Sicuri che a tradire non siate stati voi?

Dopo tutti i numerosi articoli spazzatura, prese di posizione, attacchi ed offese personali, post e commenti dei soliti soloni da tastiera che abbiamo potuto leggere ed ascoltare in questi giorni a proposito delle votazioni interne del Movimento 5 Stelle e del recente appuntamento di Rimini cogliamo l’occasione per ribadire alcuni chiari e semplici concetti che caratterizzano il movimento e lo differenziano da tutti gli altri partiti che purtroppo per gli italiani sono ancora in circolazione.

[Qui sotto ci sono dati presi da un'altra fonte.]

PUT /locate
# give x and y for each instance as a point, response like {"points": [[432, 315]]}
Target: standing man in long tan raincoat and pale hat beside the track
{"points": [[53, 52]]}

Di Maio è stato investito della carica di candidato premier e capo della forza politica del Movimento 5 Stelle, sarà lui che presenterà il programma e ci rappresenterà in parlamento. Il fatto che la sua sia stata l’unica candidatura tra i “Big” dimostra, e non può essere interpretato diversamente, che ci sia condivisione e adesione piena al progetto da parte di tutti i parlamentari che ci rappresentano, i quali hanno messo da parte le proprie velleità per portare avanti il progetto del Movimento 5 Stelle, altro che inciuci o decisioni calate dall’alto. C’è compattezza, maturità, coerenza, solidità. Come ribadito per l’appunto in questi giorni a Rimini, c’è consapevolezza di essere in continua evoluzione e una chiara visione di ciò che si vuole fare, ci sono gli impegni presi dinanzi ai cittadini, un programma votato dagli iscritti al blog e la volontà di attuarlo, ci sono delle regole semplici e chiare e chi non le rispetta è fuori.

Chi sostiene infine che queste votazioni siano state una farsa e che non siano stati garantiti i principi di democrazia dal basso che hanno da sempre ispirato il Movimento 5 Stelle mente sapendo di mentire o peggio ancora non riesce a comprendere che ognuno, dal parlamentare più “cool” sino all’ultimo consigliere comunale pentastellato della penisola, ha avuto la sua opportunità e occasione di candidarsi.
E non conta il numero dei votanti sul blog, del resto si è sempre professato il quorum zero, ma conterà solo il numero dei votanti alle elezioni, quelli che saranno determinanti per la vittoria.
Non si deve votare il Movimento 5 Stelle perché è il meno peggio che si possa trovare sulla piazza ma perché rappresenta un progetto credibile, uno stile di vita con regole chiare e semplici da rispettare, ha un programma condiviso e democratico, ha un rappresentante votato dai suoi iscritti, si prende la responsabilità e l’onere di affrontare e cercare di risolvere i problemi e si propone agli italiani, seppur con i propri limiti, con chiarezza e coerenza come alternativa ai partiti che negli ultimi quarant’anni hanno affossato indegnamente il nostro paese.

Chi è stato a Rimini in questi giorni è andato a dare sostegno e forza a quello in cui crede con la consapevolezza di tutte le difficoltà ed ostacoli che si sono presentati e che si presenteranno dinanzi a noi. Ma non si può mollare, ci si deve rimboccare le maniche e andare avanti, non si può abbandonare il campo di battaglia alle prime difficoltà e incertezze, si deve continuare a lottare e a chi dice di sentirsi tradito dal movimento rispondiamo: “Sicuri che a tradire non siate stati voi?”